Mexicali, B.C.- Como una medida de presión, calificó Rodrigo Llantada Ávila, presidente de Coparmex Mexicali, la decisión del gobierno de Estados Unidos de imponer aranceles al acero y aluminio por el 25 y 10 por ciento respectivamente.

Argumentó que así ha procedido el presidente Donald Trump al no pactarse el Tratado de Libre Comercio de América del Norte en las condiciones que su gobierno pretende.

“Una guerra comercial a nadie conviene, genera pobreza y lo único que va a pasar es que se van a polarizar las negociaciones del TLCAN”, declaró.

Llantada Ávila abundó que el gobierno de Trump tácticamente está negociando por separado con México y Canadá.

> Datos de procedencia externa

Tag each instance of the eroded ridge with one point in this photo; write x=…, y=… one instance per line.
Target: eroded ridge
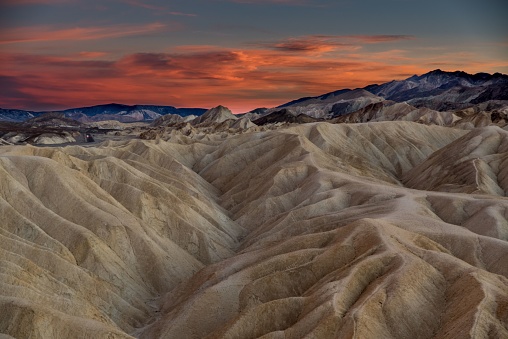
x=307, y=231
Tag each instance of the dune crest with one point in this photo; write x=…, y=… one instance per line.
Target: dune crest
x=316, y=230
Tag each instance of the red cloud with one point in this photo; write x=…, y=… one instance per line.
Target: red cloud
x=204, y=76
x=47, y=33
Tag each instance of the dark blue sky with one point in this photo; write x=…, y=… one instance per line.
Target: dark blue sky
x=240, y=53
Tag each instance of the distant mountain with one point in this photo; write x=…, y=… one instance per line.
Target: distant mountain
x=16, y=115
x=331, y=104
x=119, y=112
x=436, y=91
x=127, y=113
x=442, y=90
x=214, y=115
x=284, y=115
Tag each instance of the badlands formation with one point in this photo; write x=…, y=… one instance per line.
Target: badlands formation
x=319, y=230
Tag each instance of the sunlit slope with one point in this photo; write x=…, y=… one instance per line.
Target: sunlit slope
x=97, y=233
x=307, y=231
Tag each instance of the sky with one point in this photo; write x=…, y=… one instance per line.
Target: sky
x=243, y=54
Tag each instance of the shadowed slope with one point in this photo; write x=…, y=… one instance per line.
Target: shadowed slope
x=330, y=254
x=333, y=244
x=98, y=232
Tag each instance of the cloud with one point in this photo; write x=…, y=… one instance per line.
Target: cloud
x=372, y=39
x=50, y=33
x=319, y=44
x=159, y=9
x=205, y=76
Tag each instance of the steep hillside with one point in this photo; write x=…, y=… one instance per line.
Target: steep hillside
x=306, y=231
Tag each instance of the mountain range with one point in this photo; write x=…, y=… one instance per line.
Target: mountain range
x=435, y=91
x=119, y=112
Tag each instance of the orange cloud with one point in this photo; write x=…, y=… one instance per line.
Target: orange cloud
x=205, y=76
x=48, y=33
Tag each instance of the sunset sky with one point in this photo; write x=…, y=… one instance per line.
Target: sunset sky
x=57, y=54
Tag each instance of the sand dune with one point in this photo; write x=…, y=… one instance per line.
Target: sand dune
x=378, y=230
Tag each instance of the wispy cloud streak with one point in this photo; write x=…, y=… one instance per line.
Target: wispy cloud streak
x=50, y=33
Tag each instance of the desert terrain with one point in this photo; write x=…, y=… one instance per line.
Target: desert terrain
x=370, y=213
x=318, y=230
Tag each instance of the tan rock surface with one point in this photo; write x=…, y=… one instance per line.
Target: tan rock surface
x=306, y=231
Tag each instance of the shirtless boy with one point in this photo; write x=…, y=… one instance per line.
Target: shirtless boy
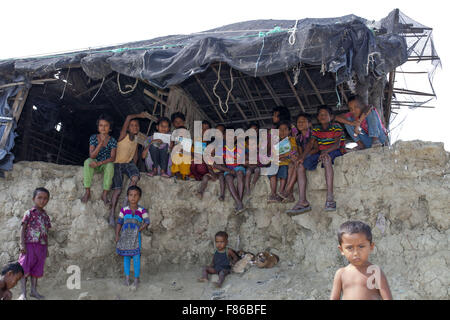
x=360, y=280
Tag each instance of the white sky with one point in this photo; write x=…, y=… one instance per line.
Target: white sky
x=44, y=26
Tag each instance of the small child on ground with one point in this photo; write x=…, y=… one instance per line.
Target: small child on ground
x=34, y=242
x=132, y=220
x=10, y=275
x=159, y=151
x=355, y=281
x=284, y=160
x=222, y=261
x=102, y=154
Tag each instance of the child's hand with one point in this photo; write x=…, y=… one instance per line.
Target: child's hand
x=93, y=164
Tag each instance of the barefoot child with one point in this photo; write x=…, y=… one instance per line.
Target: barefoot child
x=159, y=150
x=355, y=281
x=102, y=154
x=126, y=159
x=222, y=260
x=9, y=277
x=34, y=242
x=132, y=220
x=284, y=160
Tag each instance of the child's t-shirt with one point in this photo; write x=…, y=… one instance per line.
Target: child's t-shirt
x=38, y=223
x=105, y=152
x=325, y=137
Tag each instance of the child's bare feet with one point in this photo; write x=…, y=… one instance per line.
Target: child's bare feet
x=86, y=196
x=36, y=295
x=199, y=195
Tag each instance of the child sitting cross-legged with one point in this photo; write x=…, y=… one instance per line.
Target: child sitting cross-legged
x=284, y=160
x=159, y=150
x=222, y=261
x=326, y=144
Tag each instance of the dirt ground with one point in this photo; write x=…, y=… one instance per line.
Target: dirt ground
x=284, y=281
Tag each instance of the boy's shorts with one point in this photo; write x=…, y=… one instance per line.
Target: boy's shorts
x=311, y=162
x=282, y=173
x=120, y=169
x=236, y=169
x=34, y=260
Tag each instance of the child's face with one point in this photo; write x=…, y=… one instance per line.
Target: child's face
x=356, y=248
x=284, y=131
x=133, y=127
x=221, y=243
x=163, y=127
x=353, y=107
x=302, y=124
x=11, y=279
x=324, y=117
x=133, y=197
x=178, y=122
x=41, y=199
x=104, y=127
x=205, y=127
x=276, y=117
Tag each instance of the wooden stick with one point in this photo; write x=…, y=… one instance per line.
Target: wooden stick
x=208, y=96
x=294, y=91
x=272, y=92
x=319, y=96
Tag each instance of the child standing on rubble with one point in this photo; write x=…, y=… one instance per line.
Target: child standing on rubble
x=34, y=242
x=132, y=220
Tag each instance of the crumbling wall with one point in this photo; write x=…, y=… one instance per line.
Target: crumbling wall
x=406, y=186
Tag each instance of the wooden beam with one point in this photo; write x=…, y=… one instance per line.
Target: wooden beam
x=38, y=81
x=17, y=108
x=208, y=96
x=294, y=91
x=155, y=97
x=231, y=95
x=272, y=92
x=319, y=96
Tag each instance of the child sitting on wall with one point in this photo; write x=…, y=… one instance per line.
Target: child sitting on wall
x=132, y=220
x=327, y=144
x=159, y=150
x=102, y=154
x=284, y=161
x=356, y=281
x=363, y=124
x=303, y=137
x=222, y=260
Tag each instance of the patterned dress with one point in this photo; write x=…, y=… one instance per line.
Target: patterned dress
x=129, y=243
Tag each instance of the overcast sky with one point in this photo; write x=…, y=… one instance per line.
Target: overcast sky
x=44, y=26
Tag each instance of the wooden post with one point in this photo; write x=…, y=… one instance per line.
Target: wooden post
x=17, y=108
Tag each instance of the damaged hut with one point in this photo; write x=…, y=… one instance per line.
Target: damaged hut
x=234, y=75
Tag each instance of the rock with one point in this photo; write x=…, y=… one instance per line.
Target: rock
x=86, y=296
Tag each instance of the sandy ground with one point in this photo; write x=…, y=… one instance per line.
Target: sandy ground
x=284, y=281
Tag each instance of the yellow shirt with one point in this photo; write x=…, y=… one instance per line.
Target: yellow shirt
x=293, y=150
x=126, y=150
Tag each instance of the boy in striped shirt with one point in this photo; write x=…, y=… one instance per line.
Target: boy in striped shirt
x=327, y=143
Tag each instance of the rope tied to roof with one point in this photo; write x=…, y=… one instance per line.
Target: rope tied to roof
x=126, y=86
x=292, y=32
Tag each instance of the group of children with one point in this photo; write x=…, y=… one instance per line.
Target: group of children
x=308, y=145
x=358, y=280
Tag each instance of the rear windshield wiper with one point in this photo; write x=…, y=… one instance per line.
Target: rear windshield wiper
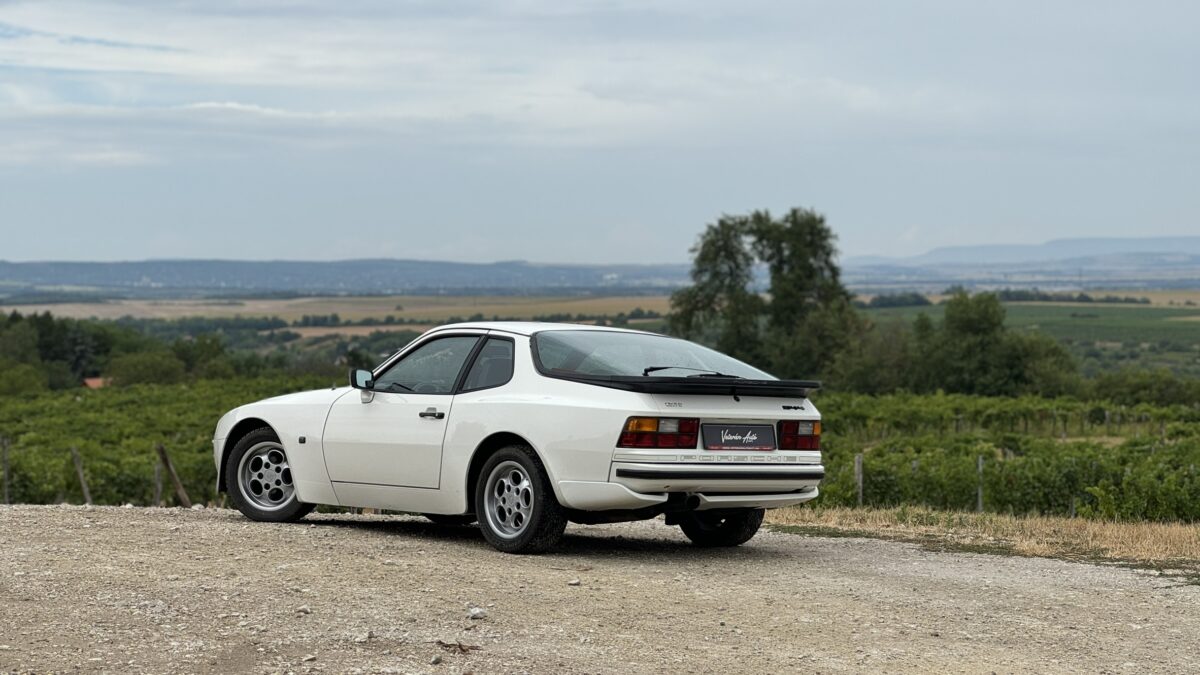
x=700, y=371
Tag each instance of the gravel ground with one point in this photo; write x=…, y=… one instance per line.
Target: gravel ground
x=136, y=590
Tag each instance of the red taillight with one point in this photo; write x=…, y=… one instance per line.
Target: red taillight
x=659, y=432
x=796, y=435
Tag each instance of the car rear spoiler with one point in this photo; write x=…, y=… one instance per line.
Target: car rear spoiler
x=701, y=386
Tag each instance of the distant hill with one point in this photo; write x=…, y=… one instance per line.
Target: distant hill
x=1060, y=264
x=1168, y=262
x=1025, y=254
x=383, y=276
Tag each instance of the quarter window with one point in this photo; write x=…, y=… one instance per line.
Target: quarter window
x=432, y=368
x=492, y=366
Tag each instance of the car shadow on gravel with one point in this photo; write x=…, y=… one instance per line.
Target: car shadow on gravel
x=597, y=542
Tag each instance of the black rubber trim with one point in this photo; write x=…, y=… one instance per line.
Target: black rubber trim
x=685, y=475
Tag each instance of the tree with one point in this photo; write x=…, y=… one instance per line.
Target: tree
x=720, y=303
x=21, y=378
x=807, y=318
x=972, y=352
x=156, y=368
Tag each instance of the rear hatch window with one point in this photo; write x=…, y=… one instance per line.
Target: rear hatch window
x=604, y=353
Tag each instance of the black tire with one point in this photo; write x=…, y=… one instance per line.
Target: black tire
x=450, y=520
x=725, y=529
x=526, y=518
x=288, y=509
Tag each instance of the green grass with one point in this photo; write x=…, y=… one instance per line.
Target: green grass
x=1102, y=336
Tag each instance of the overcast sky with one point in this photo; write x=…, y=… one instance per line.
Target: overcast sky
x=586, y=131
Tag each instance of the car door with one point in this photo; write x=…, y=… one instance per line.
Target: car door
x=393, y=434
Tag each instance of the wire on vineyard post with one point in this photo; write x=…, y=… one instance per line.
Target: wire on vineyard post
x=83, y=482
x=858, y=476
x=174, y=477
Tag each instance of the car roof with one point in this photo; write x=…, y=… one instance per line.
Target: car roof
x=529, y=327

“Esto es apostarle a ver quién resiste más”, mencionó el dirigente de Coparmex, añadiendo que son justas las respuestas de la Unión Europea, Canadá y México de también imponer nuevas cuotas arancelarias.

“Nos obliga rápidamente a EUA, a nosotros (México) y a todos los involucrados a abrir nuevos mercados, a fomentar la producción interna con costos muy altos”, comentó.

El líder empresarial puntualizó que lo ideal es que se retomen las negociaciones del TLCAN y que se pacte un acuerdo comercial en beneficio de los tres países.